Recently I took the course of discrete math. The professor tells us that branching is slower than branchless.
AFAIK modern CPUs use pipeline to increase the efficiency, so breaching in CPUs are essentially assuming a result of previous instructions, do the operations base on it until the previous instructions finished then compare the assumption and actual result.
If match then the result based on assumption are accepted, else the operations will be redone using the actual value previous produced.
My questions are:
- The real slow part is when assumption mismatch the product of previous, isn't it ?
1-1. If CPUs always guessed right, then it's actually faster right?

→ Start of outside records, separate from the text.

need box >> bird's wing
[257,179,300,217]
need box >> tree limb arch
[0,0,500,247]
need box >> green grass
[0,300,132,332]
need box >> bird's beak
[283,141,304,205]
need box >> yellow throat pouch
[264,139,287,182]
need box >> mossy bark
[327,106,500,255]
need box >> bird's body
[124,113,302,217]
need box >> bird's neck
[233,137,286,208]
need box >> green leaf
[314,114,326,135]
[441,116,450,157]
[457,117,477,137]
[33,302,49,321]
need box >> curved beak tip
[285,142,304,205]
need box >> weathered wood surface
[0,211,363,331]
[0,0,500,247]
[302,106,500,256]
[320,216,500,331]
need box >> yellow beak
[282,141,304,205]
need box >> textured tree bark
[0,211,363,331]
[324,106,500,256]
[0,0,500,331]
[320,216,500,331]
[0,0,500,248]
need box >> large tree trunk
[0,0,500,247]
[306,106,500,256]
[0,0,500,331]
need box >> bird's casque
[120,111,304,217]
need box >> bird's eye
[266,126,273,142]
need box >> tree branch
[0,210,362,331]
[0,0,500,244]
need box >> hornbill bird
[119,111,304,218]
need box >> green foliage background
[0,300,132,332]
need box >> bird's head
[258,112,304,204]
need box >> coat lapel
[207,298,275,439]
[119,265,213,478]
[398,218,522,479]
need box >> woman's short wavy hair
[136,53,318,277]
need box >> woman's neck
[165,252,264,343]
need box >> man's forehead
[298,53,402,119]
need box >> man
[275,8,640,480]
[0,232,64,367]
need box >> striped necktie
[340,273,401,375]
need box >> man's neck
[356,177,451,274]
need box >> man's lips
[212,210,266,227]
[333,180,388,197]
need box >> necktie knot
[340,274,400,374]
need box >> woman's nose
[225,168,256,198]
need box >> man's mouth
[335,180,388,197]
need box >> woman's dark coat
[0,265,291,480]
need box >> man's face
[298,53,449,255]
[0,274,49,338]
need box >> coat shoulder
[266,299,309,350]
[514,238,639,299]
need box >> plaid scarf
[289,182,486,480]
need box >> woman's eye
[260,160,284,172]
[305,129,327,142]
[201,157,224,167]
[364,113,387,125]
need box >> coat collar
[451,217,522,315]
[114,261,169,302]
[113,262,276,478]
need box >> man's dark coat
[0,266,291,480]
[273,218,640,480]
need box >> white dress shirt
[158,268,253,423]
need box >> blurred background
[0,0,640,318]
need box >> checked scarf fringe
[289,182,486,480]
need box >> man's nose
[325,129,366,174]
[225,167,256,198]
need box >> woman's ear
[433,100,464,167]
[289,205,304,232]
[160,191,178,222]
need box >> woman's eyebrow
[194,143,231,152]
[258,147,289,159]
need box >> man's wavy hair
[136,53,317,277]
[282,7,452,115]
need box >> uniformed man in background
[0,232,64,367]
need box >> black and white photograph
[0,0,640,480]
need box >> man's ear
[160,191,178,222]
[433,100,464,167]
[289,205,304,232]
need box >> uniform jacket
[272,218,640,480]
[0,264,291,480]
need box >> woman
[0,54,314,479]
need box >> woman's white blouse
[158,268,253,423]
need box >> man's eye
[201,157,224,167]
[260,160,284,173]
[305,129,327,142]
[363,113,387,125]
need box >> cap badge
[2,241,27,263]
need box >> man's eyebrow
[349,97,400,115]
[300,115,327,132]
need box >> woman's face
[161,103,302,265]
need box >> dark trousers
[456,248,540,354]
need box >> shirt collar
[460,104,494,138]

- The following is x == y in x86_64 asm:
2-1. Branching
XeqY1:
xor rax, rax ; clear rax
cmp rdi, rsi ; compare X and Y
sete al ; set al = 1 if equal
2-2. Branchless
XeqY2:
mov rax, rdi ;
sub rax, rsi ;
sub rsi, rdi ;
xor rax, rsi ; tmp = (X-Y)^(Y-X)
not rax ; invert tmp
shr rax, 63 ; get sign bit
2-3. For above two, 2-1 only takes about 3 Cycle. 2-2 takes about 6 cycle, which is doubled of branching version. Does it really works faster? It's weird to me that 2-1 will be slower than 2-2 (according to professor).
EDIT 13:53
Thanks for the replies!!
I didn't know that SETcc
and CMOVcc
was branchless, what if change 2-1 to:
XeqY1:
cmp rdi, rsi
jne .L0
mov rax, 1
.L0:
mov rax, 0
Does this change make it non-branchless? If so, will it be faster or slower to 2-2?